Real-time collaboration for Jupyter Notebooks, Linux Terminals, LaTeX, VS Code, R IDE, and more,
all in one place. Commercial Alternative to JupyterHub.

Path: 2015-10-21-151514.sagews

Views: ¹⁶⁶

Basic Question

A research participant sees some sequence of dots. Later they are asked to say what order they think the dots appeared in. We want a meaningful way to say how accurate they are.

Setup

The dots are numbered 1, 2, ..., n
The participant does not see the numbers
The dots always appear in numerical order, cycling from dot 1 back to dot n
The participant sees several cycles
The participant's response can be encoded as a reordering of the numbers 1, ..., n

Question

Quantify the accuracy of responses
Say what fraction of the n! possible responses are at the same or greater accuracy as a given response

Desiderata

Participant responses are scored by a real number
A cyclic rearrangements should have the same score
Responses which have more dots in sequence should have better scores than those which have fewer dots in sequence.

Technicalities

Permutations

A sequence of numbers which has no repeats and includes all numbers in a range from 1 to n is called a permutation.
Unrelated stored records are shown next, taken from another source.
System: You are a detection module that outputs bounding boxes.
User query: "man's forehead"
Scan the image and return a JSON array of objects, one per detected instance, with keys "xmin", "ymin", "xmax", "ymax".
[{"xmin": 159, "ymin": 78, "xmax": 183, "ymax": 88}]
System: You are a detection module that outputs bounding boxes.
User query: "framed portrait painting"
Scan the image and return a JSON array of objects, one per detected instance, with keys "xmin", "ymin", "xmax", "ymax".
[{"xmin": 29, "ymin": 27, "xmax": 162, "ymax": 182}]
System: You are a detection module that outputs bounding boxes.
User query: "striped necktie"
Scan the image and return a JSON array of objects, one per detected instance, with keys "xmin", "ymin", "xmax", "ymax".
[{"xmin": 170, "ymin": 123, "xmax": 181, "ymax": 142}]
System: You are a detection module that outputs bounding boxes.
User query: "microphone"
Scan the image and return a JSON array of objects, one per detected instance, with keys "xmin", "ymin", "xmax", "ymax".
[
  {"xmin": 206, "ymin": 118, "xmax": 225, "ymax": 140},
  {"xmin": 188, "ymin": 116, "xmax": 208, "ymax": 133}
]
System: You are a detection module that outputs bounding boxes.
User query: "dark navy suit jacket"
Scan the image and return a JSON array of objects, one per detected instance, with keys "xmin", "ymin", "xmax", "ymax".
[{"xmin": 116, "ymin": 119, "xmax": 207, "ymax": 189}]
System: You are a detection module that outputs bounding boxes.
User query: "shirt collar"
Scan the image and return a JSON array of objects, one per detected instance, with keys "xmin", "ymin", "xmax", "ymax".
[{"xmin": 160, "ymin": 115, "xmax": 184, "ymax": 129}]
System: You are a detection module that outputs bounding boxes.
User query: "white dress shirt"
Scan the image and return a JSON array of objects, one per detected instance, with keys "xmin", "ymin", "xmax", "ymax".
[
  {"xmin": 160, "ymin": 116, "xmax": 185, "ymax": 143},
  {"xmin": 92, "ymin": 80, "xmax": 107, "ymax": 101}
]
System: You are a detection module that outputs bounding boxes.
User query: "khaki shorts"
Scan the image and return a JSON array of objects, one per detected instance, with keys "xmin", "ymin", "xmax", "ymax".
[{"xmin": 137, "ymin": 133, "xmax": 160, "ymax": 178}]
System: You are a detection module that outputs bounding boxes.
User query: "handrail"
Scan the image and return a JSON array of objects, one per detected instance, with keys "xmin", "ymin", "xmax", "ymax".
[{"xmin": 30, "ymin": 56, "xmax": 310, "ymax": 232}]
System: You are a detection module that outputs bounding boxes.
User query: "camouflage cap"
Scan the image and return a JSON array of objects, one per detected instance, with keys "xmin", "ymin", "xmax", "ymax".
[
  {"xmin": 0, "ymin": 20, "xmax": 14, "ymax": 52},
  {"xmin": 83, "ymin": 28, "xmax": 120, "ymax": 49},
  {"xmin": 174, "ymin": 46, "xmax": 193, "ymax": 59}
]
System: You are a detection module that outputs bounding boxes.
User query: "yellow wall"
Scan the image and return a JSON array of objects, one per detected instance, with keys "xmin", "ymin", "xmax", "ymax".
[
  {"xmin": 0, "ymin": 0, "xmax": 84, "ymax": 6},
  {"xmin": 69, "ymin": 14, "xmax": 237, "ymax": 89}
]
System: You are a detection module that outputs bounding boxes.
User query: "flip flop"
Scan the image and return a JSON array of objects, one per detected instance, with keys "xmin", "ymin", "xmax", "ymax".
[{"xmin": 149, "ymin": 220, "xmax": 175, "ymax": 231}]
It can be thought of as a rearrangement of the standard sequence (1,2,3,...,n).

Metrics

A metric is a way of assigning distance. It is a function of two variables which returns a number. There are a few other axioms to require, and they ensure that the function gives a meaningful notion of "distance" between things.

Mainly interested in invariant metrics, i.e., metrics d such that for permutations x,y,z d(zx, zy) = d(x,y)
- Implies that metric is independent of how the dots are numbered
- Might imply that metric is independent of cyclic rearrangement (below). I need to think about that.
For an invariant metric d, d(x,y) = d(e,x^{-1}y), where e is the identity permutation.
So just need w(x)= d(e,x); this is called a weight function

We have a number of different ideas for what metrics make sense to use. In fact, we could use all of them, and give some kind of composite score.

Cyclic rearrangement

We want to score permutations the same if they differ by a cyclic rearrangement. One easy way to achieve this is, given any permutation, "rotate" it until the first term in the sequence is 1. (Start with 1, and go in the order specified by the sequence. When you get to the end, start back at the beginning until you get to the term before 1.) This can be done uniquely for every permutation.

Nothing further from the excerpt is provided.